Катя густо покраснела, отчего ее прыщи проступили еще ярче.

– У меня его нет… – пролепетала она. – Я его выбросила…

– Неправда!

– Честное слово!

Кис отступил на шаг и посмотрел, склонив голову набок, на девушку. Похоже, что так оно и было. Более того, Алина наверняка тоже уничтожила письма от Кати, в которых обсуждался тот самый «вопрос» и «призрак прошлого», иначе бы Кис нашел его. Может, боялась излишнего любопытства секретаря…

– Зачем?

Катя опустила голову.

– В письме было написано нечто такое, что вы побоялись его хранить?

Катя бросила на Алексея взгляд, полный ужаса.

– Вы понимаете, что этот секрет и стал основой шантажа? И что Алина, может быть, теперь в опасности? – нажал Кис.

Лицо ее изображало неподдельное отчаяние.

– Та-ак, – протянул Кис, – тут явно требуется время и место для разговора!

И он потащил Катю в кафе, из которого вышел четверть часа назад.

Прижав руки к груди, глядя на него умоляющими глазами, в которых блестели слезы, Катя заклинала его никому, никому и никогда, никогда не рассказывать о том, что она собирается ему поведать…

Глава 16

…Он сидел на кровати возле нее и смотрел на нее. Она ощущала его взгляд сквозь закрытые веки. «Алекс, – растроганно подумала Аля, – ты пришел…»

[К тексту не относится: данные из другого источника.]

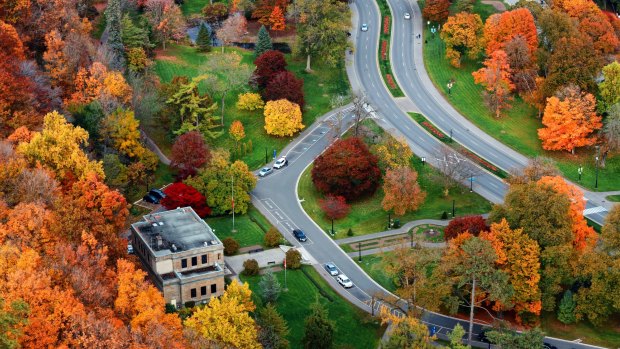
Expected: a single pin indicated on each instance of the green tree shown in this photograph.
(115, 40)
(272, 328)
(319, 329)
(322, 29)
(263, 42)
(566, 310)
(203, 40)
(270, 287)
(11, 318)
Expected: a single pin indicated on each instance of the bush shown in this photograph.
(293, 259)
(272, 237)
(231, 246)
(250, 267)
(250, 101)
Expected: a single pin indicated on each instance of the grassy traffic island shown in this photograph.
(304, 287)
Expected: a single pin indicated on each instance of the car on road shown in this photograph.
(344, 281)
(280, 163)
(331, 269)
(265, 171)
(299, 235)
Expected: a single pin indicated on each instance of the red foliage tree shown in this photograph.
(189, 153)
(268, 65)
(472, 224)
(182, 195)
(348, 169)
(285, 85)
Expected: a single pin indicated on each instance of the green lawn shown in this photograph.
(249, 227)
(354, 328)
(319, 86)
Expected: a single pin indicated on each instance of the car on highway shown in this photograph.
(344, 281)
(331, 269)
(280, 163)
(299, 235)
(265, 171)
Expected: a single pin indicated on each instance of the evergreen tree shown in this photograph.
(115, 40)
(270, 287)
(203, 40)
(273, 330)
(263, 43)
(319, 330)
(566, 310)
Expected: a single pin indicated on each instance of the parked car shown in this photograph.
(299, 235)
(280, 163)
(344, 281)
(157, 193)
(265, 171)
(331, 269)
(152, 199)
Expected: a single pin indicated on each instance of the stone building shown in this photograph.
(182, 255)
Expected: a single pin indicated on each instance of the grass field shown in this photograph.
(319, 86)
(354, 328)
(249, 227)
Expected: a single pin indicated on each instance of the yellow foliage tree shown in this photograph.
(225, 321)
(58, 147)
(250, 101)
(282, 118)
(121, 127)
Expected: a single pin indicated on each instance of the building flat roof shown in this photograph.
(175, 231)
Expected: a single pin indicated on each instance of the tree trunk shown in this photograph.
(471, 310)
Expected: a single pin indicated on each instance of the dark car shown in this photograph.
(157, 193)
(152, 199)
(299, 235)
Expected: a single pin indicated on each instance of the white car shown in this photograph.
(344, 281)
(280, 163)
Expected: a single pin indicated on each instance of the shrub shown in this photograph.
(231, 246)
(293, 259)
(272, 237)
(250, 101)
(250, 267)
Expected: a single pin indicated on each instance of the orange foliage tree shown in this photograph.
(495, 77)
(570, 121)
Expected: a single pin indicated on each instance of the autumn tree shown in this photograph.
(233, 28)
(470, 224)
(569, 121)
(182, 195)
(58, 147)
(321, 29)
(346, 168)
(402, 191)
(269, 64)
(436, 10)
(495, 77)
(282, 118)
(215, 180)
(284, 85)
(226, 321)
(462, 34)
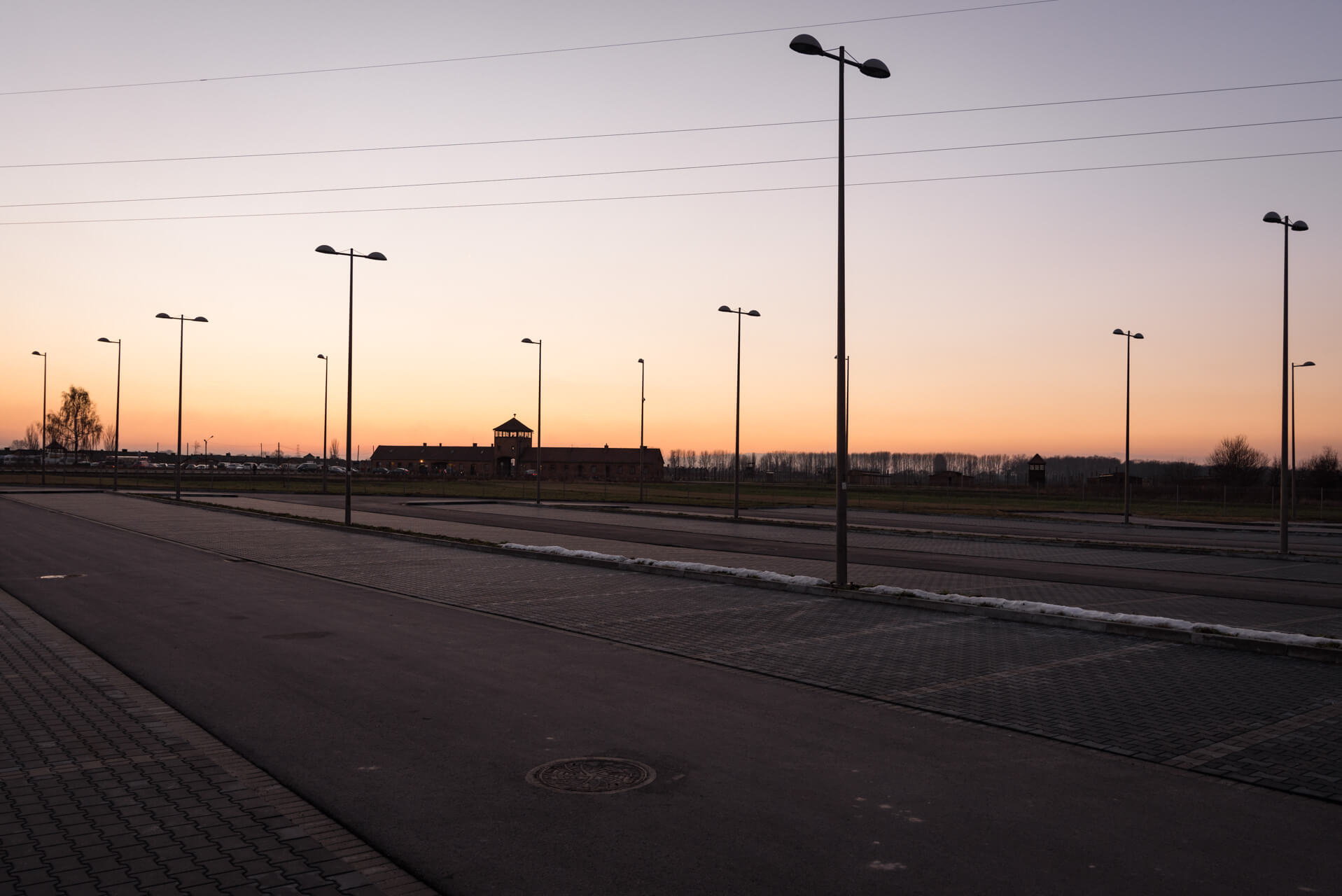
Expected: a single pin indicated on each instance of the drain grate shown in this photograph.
(592, 774)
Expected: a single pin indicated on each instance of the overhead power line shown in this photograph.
(718, 192)
(667, 130)
(521, 52)
(667, 169)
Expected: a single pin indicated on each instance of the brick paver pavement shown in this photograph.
(108, 792)
(1259, 720)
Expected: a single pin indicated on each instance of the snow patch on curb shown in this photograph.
(1100, 616)
(764, 575)
(996, 603)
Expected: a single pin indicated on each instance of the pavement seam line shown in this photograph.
(1023, 670)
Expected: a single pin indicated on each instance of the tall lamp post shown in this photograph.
(1128, 427)
(540, 353)
(736, 464)
(1287, 225)
(116, 432)
(808, 46)
(181, 354)
(643, 400)
(326, 388)
(43, 459)
(349, 370)
(1308, 364)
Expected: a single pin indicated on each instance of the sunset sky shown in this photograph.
(510, 177)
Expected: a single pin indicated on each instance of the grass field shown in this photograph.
(1203, 503)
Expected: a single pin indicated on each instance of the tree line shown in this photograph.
(1233, 462)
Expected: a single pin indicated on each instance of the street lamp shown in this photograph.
(540, 351)
(349, 370)
(736, 465)
(1287, 225)
(43, 416)
(1308, 364)
(808, 46)
(326, 386)
(181, 353)
(643, 400)
(116, 432)
(1128, 427)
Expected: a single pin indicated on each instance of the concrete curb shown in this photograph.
(1150, 632)
(970, 537)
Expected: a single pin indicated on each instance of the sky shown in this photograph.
(505, 169)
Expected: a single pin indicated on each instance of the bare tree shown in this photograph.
(32, 439)
(1322, 470)
(1235, 462)
(77, 421)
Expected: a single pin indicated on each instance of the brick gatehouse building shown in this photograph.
(513, 455)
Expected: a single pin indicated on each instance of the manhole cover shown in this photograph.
(591, 774)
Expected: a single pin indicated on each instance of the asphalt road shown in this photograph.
(415, 724)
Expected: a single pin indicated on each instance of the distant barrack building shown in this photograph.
(513, 455)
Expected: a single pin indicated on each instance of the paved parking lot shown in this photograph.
(1250, 592)
(1258, 720)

Постепенно просыпаясь, она почувствовала нестерпимую головную боль и хотела пожаловаться на нее мужу, встретить участие в его карих глазах и услышать его ровный и ласковый голос: «Это не страшно, дорогая, я тебе принесу таблетку, хочешь?»

– У меня голова болит, – сказала она жалобно и вдруг вспомнила: она решила уйти от Алекса!

Она решила уйти. От Алекса.

Она решила уйти? От Алекса?

Нет, надо это получше обдумать; нельзя принимать такие решения под настроение, это несерьезно. Пока ничего не надо ему говорить, ничего. Она не готова к этому.

Аля открыла глаза.

На кровати сидел Филипп.

– Ты разговаривала во сне, – сказал он, склонившись над ней.

– Да? – с трудом разомкнула губы Аля. – И что я сказала?

– Не знаю, я не разобрал.

Аля усилием воли стряхивала с себя тяжелый сон и постепенно припоминала чердачную комнату, окно, Марго… Все, что из ее сна оказалось правдой, – это головная боль, бившаяся в левом виске.

– Я, наверное, сказала, что у меня голова болит.

– Может быть. Вставай. Уже без двадцати три.

– У меня голова болит, – настаивала Аля.

– У меня тоже, – сухо сообщил Филипп.

Аля мельком взглянула на его лицо, показавшееся так близко от нее, и сочла за лучшее встать.

– Пусти, – сказала она, – я встану.

Но он не двинулся с места, он сидел на ее постели, не сводя с нее глаз и не давая ей встать. Он медленно запустил руку ей под спину, в обхват, вокруг талии, где трикотажная майка задралась, открыв горячую от сна упругую кожу… Он потянул ее тело на себя – гибко выгнулась поясница, живот обнажился навстречу его губам – нежный, незагорелый еще живот, – и лицо Филиппа стало наклоняться…

Алекс! Ей Алекс приснился! Вот странно, ей приснилось, будто она его любит… Чушь. Это близость Филиппа ее волнует. Волнует, да, – всегда волновала… И во сне это связалось с Алексом. Но только во сне, на самом деле между ними все совсем не так, между ними нет этого, нет того, что было с Филиппом, того головокружения и…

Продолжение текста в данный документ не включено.